Thrombocytopenia results from a low number of platelets in the blood, which can be caused by certain treatments or the disease. Symptoms include bruising, bleeding and clotting problems. If tiny speckled spots or large bruises appear on your arms or legs while you are undergoing chemotherapy, notify your doctor immediately. Avoid taking Omega 3 supplements, aspirin and other blood thinners, and inform your health care team about all other nonprescription medicines and supplements you take, as some may add further complications.

Take Care Of Your Emotional Well-Being

Cancer can affect you emotionally as well as physically. It’s common to experience anger, fear, guilt, insecurity, loneliness and other emotions. Taking care of your emotional well-being will help you better cope with cancer-related issues, including managing side effects. Supportive care services can connect you with resources to help you work through your feelings. These suggestions may also help.

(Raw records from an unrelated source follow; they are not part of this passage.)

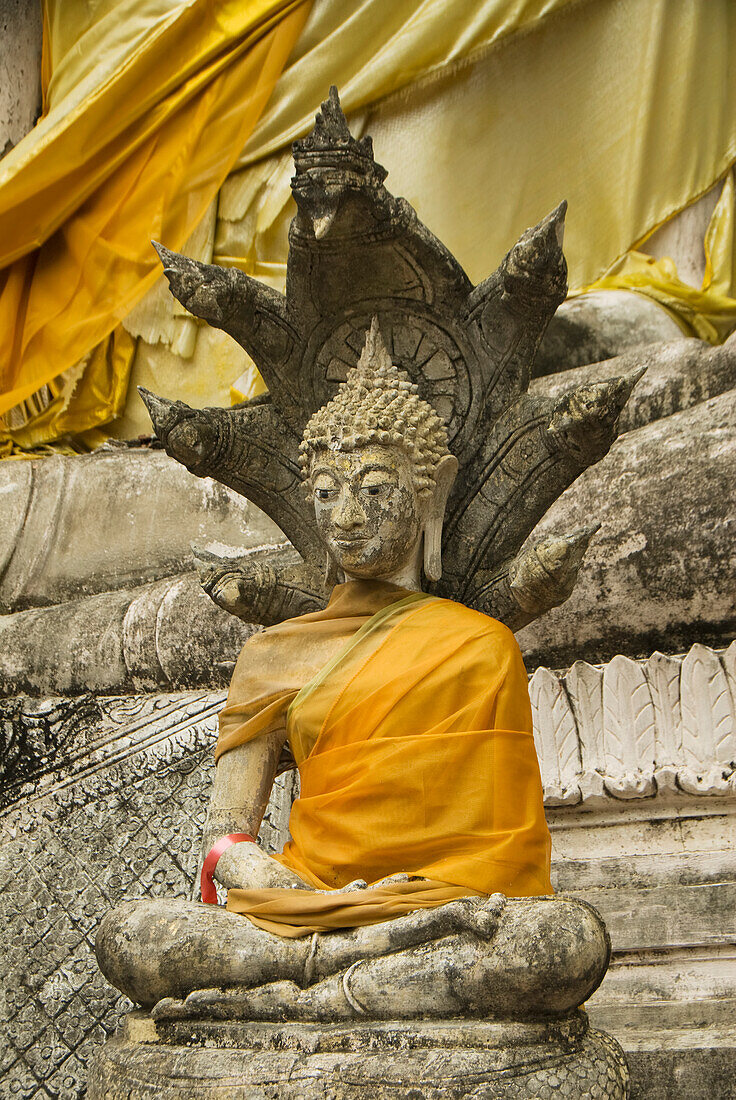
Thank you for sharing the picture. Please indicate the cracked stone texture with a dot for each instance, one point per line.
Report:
(110, 823)
(298, 1064)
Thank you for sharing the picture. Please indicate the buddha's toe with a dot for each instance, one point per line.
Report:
(550, 953)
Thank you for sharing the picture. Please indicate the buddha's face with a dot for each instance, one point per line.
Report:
(368, 509)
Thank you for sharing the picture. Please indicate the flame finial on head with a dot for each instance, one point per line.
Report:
(379, 404)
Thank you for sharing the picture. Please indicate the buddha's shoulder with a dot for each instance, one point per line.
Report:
(467, 618)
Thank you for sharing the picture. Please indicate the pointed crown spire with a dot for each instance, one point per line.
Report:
(331, 144)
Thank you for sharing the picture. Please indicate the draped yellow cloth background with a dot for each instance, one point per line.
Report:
(415, 751)
(147, 105)
(493, 111)
(486, 112)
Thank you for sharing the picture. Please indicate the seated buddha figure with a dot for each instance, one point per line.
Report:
(418, 837)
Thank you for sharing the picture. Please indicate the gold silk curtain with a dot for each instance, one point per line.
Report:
(486, 113)
(146, 106)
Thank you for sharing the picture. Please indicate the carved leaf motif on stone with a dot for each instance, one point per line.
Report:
(628, 729)
(556, 738)
(584, 685)
(728, 661)
(663, 675)
(709, 738)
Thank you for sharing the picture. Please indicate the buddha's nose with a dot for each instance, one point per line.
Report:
(349, 514)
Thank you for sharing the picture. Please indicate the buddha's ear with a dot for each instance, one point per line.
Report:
(332, 572)
(445, 475)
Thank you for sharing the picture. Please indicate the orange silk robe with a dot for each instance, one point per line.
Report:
(408, 717)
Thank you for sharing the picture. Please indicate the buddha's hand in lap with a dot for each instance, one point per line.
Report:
(362, 884)
(246, 867)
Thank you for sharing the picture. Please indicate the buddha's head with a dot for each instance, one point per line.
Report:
(377, 466)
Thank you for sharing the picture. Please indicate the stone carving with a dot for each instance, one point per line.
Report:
(375, 457)
(437, 1062)
(709, 725)
(356, 252)
(77, 839)
(34, 734)
(661, 572)
(630, 729)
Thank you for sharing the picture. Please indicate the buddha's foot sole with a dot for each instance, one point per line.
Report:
(408, 1059)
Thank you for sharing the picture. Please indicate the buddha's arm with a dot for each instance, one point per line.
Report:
(243, 779)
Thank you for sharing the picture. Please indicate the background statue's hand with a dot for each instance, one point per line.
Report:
(362, 884)
(245, 867)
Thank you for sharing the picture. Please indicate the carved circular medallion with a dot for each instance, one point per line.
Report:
(429, 352)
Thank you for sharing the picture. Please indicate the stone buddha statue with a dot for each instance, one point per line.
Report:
(406, 937)
(416, 882)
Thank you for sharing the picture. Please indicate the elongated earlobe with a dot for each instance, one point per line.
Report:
(445, 475)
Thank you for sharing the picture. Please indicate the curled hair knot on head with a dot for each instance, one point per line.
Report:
(379, 404)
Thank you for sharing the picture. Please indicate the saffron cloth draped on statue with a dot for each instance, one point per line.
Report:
(409, 721)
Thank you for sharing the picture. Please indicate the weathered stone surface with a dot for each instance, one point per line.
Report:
(660, 572)
(90, 832)
(452, 1060)
(166, 634)
(20, 70)
(355, 252)
(79, 525)
(599, 326)
(119, 814)
(680, 373)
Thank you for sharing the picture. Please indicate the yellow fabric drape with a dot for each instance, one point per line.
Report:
(626, 109)
(147, 107)
(415, 752)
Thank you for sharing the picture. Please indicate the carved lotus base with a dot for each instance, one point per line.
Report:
(419, 1059)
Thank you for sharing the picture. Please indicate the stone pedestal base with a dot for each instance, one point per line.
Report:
(407, 1059)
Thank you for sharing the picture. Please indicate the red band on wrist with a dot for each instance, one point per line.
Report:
(206, 881)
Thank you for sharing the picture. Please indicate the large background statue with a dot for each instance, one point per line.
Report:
(406, 714)
(355, 251)
(98, 595)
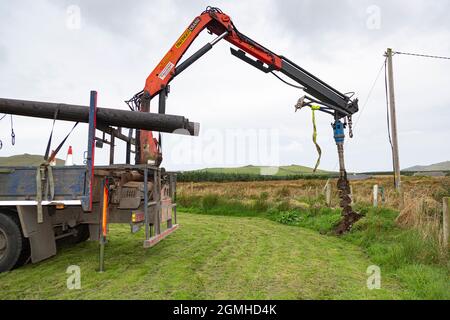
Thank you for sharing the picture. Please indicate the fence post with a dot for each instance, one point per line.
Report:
(375, 196)
(351, 194)
(446, 221)
(328, 194)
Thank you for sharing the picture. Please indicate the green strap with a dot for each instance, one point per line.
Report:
(319, 151)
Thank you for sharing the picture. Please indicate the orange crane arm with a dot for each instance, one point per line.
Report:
(216, 22)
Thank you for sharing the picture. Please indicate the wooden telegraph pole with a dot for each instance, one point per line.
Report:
(393, 121)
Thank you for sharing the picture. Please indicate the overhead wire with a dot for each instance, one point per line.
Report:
(422, 55)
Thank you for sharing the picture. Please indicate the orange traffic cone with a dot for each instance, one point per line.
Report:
(69, 158)
(53, 162)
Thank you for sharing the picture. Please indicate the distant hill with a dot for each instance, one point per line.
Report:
(25, 160)
(264, 170)
(442, 166)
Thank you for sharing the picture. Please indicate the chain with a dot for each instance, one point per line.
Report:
(350, 126)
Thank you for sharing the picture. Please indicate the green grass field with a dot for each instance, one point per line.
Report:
(25, 160)
(209, 257)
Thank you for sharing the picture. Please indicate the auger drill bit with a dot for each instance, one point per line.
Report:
(349, 217)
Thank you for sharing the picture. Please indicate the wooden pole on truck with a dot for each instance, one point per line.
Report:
(393, 120)
(446, 222)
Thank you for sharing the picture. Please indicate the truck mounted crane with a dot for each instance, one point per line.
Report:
(321, 96)
(42, 205)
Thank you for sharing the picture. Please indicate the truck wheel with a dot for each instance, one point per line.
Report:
(14, 247)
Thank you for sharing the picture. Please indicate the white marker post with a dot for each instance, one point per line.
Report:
(375, 196)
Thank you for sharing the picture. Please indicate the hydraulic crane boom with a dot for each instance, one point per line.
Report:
(216, 22)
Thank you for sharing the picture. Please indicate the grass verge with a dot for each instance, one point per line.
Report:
(416, 260)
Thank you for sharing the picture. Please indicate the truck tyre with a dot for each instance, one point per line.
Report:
(14, 247)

  • Allow yourself to fully express your emotions when they occur to help you avoid releasing bottled-up feelings in unhealthy ways.
  • Cancer survivors can be a great source of support, friendship and insight. Ask about cancer support groups available in your community, options for online support or phone-based peer support programs.
  • Explore meditation, gentle yoga, massage therapy, deep breathing exercises or other relaxation techniques.
  • Get outside, regardless of the season. Fresh air and nature can be therapeutic.
  • Express your feelings by writing in a journal.
  • Take charge of things you can control. If decision-making feels overwhelming, ask loved ones to handle routine decisions for now.
  • Give yourself permission to grieve the loss of the life you had before cancer. Share your feelings with someone you trust.
  • Staying positive is important, but give yourself a break when you need it.
  • Find something to laugh about every day.
  • It’s extremely important to talk with your doctor about feeling depressed, hopeless or desperate, particularly if these feelings last more than a few days.
  • Seek medical attention immediately for thoughts of suicide.